А разведка, ходившая ночью за проволоку ловить контрольного пленного, донесла, что в немецких окопах, тех, что чернеют узкой полоской, в полутораста шагах впереди, в талом буроватом снегу, заметно движение и как будто стало больше народа.
Для очистки совести поручик Григорьев позвонил по телефону на трехдюймовую батарею, и оттуда забабахали часто по немецким щелям.
Батарея давно пристрелялась, и гранаты ложились, как по нитке, в самые щели, взметая буро-черные линии дыма и желтые взметы огня.
Но немцы сидели в норах безопасно и прочно, и, постреляв с полчаса, батарея утихла.
К ночи начали немцы гвоздить по заграждениям.
Гудела земля, и летели кверху мерзлые комья и колья с завившейся от взрывов в тугие спирали колючкой.
Наделав изрядное количество дыр в заграждениях, к полночи замолчали и немцы.
Готовилась, очевидно, атака. Хорошо, что успели заменить разбитый пулемет новым и исправить гнездо.
«За ночь все определится», — подумал поручик и повторил вслух:
— О, если бы кто вразумил тебя, что такое ночь определений… Она мирна до появления зари.
И, мечтательно кончая досасывать шоколад, добавил:
— Непременно на рассвете атакуют немецкие свиньи. Как пить дать! Вот сволочи, поспать не дадут человеку. Погодите, прорвем мы вам колбасы весной.
2
Двумя неделями раньше того, как, досасывая плитку, поручик Григорьев выругал немцев за чтением Корана —
в Петербурге,—
на гнедом рысаке, шуршащем синею сеткой, мимо чугунного идола, грузно осевшего на чугунном монстре, затянув поленом-рукой поводья, пролетел к вокзалу чернявый, в хорьковой добротнейшей шубе, в шапке самого тихоокеанского котика и, пролетая, подмигнул чугунному идолу понимающе и сочувственно.
А идол под сплошной шапкой осклабил губы в кустах дремучей бороды.
Видел идол глубже людей и под хорьковой шубой, под пиджаком с коричневой искрой (Эсдерс и Схефальс), в боковом кармане, в бумажнике крокодиловой кожи «made in England» (что «made» — крокодил или бумажник — не важно!), увидел визитную карточку:
ЖОРЖ АРНОЛЬДОВИЧ ШНЫРКИН
Единственный представитель фирмы «Гала-Петер» в России
Увидел карточку и осклабился ласково. Общее дело.
Чугунный мертвец — император — и живой Жорж Арнольдович Шныркин единому доброму богу служили — богу войны и наживы.
И за это императора добрый бог вознес на пьедестал махиной металла, а Шныркину украсил пальцы набором перстней, сверкающих в электрических светах.
Живому — живое. Жорж Арнольдович не завидовал императору и совсем не хотел еще на пьедестал.
Любил шуршание денег, электрические светы, янтарный отблеск вина в звонком стекле и рядом трепетные стрелы женских ресниц и живую теплынь горячекровного тела.
Любил Шныркин сиянье камней на ловких своих коротко обрубленных пальцах и никогда не носил перчаток (затмевают снопы огней), и хотя жестоко мерзли руки — всегда был доволен и горд.
И, вылезши чинно у подъезда вокзала из узеньких санок, Жорж Арнольдович отдал носильщику чемодан лакированной кожи (да, да, лакированной!) и бросил:
— Международный, Москву!
У Жоржа Арнольдовича разговор деловой, короткий, и слова прыгают из пухлых губ резвыми такими мышатами.
Прыг — и скрылось.
Послав за время войны несколько тысяч телеграмм, — представительство «Гала-Петер», единственное в России, — привык говорить Шныркин телеграфным кодом, без союзов и глаголов.

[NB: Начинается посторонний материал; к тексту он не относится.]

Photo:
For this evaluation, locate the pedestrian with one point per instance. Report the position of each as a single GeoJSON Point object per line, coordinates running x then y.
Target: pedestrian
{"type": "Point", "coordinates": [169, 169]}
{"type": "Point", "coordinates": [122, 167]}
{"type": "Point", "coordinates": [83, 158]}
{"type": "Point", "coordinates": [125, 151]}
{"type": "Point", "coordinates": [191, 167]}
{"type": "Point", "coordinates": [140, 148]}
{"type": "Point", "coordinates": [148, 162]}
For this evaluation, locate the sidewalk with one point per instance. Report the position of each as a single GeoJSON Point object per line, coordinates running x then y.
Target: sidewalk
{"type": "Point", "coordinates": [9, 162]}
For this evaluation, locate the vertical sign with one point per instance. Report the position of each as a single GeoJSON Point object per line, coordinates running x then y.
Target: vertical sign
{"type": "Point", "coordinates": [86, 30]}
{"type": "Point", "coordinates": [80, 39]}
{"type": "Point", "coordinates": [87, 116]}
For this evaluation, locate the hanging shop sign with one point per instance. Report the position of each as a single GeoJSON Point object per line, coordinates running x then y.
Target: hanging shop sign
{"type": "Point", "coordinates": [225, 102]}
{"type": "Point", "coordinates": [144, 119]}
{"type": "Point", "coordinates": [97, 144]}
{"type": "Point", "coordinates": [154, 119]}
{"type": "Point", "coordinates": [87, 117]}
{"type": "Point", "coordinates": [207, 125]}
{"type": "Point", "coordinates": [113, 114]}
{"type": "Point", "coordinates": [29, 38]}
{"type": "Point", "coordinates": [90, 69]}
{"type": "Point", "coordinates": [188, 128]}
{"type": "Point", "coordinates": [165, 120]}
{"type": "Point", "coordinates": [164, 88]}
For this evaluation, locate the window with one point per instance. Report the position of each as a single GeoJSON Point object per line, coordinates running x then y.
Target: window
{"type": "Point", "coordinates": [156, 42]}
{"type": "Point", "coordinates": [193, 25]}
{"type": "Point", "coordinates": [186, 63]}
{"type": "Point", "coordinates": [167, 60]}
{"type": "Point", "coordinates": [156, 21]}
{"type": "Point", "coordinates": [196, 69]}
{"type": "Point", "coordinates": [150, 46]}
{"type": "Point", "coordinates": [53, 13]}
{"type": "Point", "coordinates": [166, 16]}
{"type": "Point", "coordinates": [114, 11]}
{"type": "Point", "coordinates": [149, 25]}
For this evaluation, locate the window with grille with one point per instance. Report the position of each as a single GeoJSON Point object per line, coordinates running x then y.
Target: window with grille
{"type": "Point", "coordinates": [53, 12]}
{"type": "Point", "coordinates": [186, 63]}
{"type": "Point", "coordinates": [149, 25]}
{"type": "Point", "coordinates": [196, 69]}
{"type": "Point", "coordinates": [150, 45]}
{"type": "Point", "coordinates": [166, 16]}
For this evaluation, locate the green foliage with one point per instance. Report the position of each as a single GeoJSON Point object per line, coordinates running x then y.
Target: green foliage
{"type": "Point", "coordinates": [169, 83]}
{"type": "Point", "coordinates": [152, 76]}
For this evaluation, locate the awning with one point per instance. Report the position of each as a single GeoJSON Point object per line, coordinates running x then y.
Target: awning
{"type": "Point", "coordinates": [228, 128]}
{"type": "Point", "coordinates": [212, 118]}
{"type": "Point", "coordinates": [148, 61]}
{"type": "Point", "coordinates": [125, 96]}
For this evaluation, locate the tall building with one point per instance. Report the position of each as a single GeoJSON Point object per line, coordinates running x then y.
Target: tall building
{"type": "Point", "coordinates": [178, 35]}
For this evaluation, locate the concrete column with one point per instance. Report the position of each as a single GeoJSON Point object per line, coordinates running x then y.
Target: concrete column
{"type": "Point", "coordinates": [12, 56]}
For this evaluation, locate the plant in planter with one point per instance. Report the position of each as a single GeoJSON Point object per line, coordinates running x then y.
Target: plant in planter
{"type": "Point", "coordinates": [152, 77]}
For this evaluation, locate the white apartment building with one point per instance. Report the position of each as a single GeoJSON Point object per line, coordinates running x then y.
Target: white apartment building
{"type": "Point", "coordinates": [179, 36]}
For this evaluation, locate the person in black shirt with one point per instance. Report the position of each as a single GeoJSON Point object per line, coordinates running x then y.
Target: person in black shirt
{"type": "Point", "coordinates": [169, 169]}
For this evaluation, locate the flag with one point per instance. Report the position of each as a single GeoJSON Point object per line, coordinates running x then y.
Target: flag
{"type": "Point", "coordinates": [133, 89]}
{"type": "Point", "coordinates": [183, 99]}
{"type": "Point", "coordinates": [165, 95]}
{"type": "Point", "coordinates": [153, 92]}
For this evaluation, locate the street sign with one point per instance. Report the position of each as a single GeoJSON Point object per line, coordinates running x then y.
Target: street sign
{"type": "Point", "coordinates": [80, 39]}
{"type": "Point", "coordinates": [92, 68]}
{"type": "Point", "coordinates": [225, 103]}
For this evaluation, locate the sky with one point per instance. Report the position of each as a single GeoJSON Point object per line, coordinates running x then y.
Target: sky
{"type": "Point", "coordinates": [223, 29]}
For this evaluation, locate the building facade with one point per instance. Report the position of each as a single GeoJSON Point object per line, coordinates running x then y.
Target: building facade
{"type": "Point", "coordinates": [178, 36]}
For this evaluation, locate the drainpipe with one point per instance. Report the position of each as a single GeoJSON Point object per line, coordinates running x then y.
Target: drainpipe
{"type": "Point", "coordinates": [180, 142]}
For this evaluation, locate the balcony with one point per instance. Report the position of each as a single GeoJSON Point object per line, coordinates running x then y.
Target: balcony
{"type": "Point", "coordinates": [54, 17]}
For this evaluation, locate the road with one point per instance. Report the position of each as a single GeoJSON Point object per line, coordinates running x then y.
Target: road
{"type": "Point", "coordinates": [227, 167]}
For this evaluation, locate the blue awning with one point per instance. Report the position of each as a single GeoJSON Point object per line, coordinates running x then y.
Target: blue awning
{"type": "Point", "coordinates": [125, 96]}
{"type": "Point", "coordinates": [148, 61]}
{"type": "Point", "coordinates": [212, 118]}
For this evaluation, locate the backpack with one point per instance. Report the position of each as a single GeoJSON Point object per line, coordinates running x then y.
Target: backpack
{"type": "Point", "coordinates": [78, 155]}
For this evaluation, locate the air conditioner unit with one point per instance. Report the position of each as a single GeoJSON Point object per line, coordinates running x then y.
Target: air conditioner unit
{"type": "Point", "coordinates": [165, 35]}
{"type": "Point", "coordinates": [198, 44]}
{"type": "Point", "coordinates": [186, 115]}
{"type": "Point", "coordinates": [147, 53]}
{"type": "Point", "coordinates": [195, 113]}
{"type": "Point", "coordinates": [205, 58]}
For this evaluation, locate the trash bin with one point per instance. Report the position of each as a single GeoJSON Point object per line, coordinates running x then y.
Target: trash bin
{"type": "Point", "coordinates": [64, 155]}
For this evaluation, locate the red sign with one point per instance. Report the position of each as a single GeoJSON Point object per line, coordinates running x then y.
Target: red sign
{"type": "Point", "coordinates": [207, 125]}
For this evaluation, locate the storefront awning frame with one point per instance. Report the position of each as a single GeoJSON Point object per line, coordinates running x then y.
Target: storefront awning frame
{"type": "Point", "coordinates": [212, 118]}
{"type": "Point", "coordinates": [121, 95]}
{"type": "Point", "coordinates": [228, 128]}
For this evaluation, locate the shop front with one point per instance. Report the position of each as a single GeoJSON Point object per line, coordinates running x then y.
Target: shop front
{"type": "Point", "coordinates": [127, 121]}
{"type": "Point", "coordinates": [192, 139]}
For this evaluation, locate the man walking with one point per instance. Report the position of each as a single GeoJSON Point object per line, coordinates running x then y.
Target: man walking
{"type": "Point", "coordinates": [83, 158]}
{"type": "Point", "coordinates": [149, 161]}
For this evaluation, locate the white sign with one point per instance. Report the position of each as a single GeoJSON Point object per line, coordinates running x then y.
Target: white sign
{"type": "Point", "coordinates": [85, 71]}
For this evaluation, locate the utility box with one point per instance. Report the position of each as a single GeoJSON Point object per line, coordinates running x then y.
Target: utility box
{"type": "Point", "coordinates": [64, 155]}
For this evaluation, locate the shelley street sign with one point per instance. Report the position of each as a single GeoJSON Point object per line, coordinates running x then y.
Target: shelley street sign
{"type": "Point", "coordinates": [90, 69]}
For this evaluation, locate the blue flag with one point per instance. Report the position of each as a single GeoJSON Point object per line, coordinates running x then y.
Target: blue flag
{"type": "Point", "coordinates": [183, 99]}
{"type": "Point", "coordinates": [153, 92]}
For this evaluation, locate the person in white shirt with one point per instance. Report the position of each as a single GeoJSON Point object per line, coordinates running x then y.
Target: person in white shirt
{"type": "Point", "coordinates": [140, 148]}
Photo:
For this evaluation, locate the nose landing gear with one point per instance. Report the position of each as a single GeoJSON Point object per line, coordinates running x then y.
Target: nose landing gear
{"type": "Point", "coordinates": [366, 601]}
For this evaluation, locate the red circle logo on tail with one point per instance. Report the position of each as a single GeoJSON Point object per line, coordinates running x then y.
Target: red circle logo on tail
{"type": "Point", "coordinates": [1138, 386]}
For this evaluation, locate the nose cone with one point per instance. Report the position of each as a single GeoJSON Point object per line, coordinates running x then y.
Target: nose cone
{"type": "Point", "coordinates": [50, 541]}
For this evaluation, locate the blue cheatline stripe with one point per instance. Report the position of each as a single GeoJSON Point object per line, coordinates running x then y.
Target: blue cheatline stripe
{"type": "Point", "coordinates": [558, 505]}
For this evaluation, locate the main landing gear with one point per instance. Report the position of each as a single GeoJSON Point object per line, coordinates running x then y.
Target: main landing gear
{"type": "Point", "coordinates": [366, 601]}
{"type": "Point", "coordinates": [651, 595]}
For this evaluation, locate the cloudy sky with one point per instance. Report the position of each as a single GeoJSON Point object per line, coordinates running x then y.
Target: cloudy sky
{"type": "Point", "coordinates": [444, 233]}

И, идя за носильщиком по гулкому настилу перрона, растопыривал напоказ пальцы, витрину камней.
В вагоне приказал положить чемодан на верхнюю полку, бросил бумажку, услыхал в ответ:
— Покорнейше, барин! —
и развалился с довольством на сером тисненом плюше купе у рубинового мотылька электрического, и сидел сложа руки до отхода курьерского.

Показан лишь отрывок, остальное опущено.